The configurator uses it to show the customer what they're buying and what it costs. The demand tracker uses it to figure out what parts to reorder across every open job at once. Intake uses it to validate that an incoming order is actually buildable. One BOM logic, three consumers.
This is the entire reason the contract discipline is worth the up-front thought. Without it, you'd rebuild materials logic three times, once for each consumer, and watch them drift apart over months until the configurator quotes one bill of materials and the warehouse orders a different one. I've seen that drift sink real operations. Reconciling it after the fact costs more than building it right would have.
With the contract, the BOM is computed once and consumed everywhere identically. The customer sees the same parts the warehouse orders and intake validates against. There's nothing to reconcile because there's nothing to drift.
One honest limitation. A genuinely novel product with a fundamentally different cost structure, something where the BOM doesn't fit the existing shape, may need real engine work. That's fine. That's exactly the case where demand has earned the investment. The architecture isn't designed to make every product free. It's designed so that the products fitting your proven model are nearly free, and the genuinely new ones get the engineering they deserve when they prove they deserve it.
The Pattern That Keeps AI-Built Systems From Bloating
Here's the lesson, and it's more important now than it was two years ago.
AI makes it trivial to generate code. That sounds like a pure win, and it changes the failure mode. Over-engineering used to be expensive enough that budgets stopped it. Now you can spin up five speculative engines in an afternoon and feel productive doing it. Then you spend the next two years drowning in the maintenance of code that serves products nobody buys.
The discipline that matters now is restraint, and it has three parts.
Let real data decide scope. Run the query before you draw the diagram. Build for proven demand.
Design the seam so growth is additive. A shared contract plus a plugin registry means new product families are one file and one row, not a surgical operation across the codebase.
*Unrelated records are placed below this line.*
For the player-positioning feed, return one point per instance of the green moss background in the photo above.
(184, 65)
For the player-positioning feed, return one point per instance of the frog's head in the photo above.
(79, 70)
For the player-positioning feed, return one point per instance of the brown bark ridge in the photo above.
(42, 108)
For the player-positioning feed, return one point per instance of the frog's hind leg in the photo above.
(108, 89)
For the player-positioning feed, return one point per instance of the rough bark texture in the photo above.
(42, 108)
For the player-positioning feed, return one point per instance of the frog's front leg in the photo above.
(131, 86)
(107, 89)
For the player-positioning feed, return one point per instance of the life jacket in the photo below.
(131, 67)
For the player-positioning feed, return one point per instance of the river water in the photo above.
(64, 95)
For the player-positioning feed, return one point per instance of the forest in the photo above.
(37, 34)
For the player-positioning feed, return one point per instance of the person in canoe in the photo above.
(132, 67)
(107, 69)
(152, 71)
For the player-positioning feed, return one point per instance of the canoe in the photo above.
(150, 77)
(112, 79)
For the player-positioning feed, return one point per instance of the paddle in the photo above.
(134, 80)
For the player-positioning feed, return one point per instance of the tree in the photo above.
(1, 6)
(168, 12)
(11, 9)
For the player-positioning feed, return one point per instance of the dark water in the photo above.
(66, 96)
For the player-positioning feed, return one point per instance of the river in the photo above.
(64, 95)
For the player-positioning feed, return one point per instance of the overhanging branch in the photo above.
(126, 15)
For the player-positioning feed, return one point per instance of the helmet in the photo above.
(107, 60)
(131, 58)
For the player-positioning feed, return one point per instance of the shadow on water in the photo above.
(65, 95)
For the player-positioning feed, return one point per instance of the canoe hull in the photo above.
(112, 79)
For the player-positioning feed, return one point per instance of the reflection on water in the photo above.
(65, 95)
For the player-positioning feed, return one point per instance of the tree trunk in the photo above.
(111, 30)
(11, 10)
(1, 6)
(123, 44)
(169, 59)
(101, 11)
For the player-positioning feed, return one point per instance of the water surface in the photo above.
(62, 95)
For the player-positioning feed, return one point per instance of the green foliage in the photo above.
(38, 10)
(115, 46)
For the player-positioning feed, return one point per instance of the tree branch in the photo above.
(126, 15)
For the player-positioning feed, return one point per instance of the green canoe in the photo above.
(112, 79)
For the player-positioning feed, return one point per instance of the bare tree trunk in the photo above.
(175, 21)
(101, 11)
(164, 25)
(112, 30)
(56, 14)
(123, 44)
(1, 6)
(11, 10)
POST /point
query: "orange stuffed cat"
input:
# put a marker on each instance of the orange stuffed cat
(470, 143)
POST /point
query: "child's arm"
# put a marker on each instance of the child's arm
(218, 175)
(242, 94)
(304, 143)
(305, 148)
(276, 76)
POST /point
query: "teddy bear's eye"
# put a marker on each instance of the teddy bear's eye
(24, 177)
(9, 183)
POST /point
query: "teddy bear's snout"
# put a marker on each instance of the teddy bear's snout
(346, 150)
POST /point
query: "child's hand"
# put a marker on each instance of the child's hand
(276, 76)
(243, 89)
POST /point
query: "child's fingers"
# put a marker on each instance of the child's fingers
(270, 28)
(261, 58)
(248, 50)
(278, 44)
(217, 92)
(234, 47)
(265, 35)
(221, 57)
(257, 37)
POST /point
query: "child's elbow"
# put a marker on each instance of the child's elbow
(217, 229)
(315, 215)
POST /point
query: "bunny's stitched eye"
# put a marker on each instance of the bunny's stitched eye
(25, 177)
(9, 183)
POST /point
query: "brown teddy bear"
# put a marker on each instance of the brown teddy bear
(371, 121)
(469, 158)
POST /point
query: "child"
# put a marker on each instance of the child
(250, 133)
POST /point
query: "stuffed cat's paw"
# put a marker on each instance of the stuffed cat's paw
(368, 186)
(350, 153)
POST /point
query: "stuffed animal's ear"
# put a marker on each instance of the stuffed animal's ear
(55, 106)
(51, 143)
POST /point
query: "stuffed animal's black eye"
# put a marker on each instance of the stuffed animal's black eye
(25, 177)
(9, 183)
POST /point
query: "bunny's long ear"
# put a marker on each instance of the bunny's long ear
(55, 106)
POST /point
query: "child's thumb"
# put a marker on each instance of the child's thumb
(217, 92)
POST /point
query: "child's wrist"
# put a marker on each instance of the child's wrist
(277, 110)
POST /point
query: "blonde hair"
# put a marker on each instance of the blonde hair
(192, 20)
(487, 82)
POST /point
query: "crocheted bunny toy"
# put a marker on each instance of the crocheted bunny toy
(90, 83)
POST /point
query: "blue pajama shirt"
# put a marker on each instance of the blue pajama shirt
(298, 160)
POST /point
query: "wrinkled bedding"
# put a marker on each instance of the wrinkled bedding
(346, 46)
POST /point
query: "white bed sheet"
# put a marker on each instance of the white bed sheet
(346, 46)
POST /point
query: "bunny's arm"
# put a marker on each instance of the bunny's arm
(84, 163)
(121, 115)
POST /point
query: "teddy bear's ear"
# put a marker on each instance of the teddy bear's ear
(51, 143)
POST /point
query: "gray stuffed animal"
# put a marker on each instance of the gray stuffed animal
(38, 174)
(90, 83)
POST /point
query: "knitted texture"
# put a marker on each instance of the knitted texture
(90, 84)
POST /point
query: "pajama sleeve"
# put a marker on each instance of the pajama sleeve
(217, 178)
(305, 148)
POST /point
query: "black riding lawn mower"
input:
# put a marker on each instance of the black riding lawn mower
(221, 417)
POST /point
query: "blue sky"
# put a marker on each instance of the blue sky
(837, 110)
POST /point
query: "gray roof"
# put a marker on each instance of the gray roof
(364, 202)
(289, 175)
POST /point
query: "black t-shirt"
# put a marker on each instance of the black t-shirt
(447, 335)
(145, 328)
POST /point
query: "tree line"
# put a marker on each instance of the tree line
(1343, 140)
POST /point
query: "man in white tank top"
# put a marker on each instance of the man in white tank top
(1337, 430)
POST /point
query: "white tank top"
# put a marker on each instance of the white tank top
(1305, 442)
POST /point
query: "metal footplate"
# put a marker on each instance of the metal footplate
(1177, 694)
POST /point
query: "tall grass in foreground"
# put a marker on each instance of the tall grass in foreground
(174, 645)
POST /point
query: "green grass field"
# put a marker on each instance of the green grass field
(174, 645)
Keep options as data and logic as code. Catalog changes become data entry. Real rules stay in engines. Neither one bleeds into the other.
These aren't five clever tricks. They're the same handful of primitives that power everything I build, applied with judgment about what to build now and what to leave a clean opening for. That judgment is the entire game. It's the difference between a system that's cheap to change for years and one that calcifies six months after launch.
If you're staring at a product configurator project and worried about it becoming the expensive mess that nobody wants to touch, the decision that prevents that happens before any code gets written. It's scoping with data and designing the seam. That's the work I do first, every time.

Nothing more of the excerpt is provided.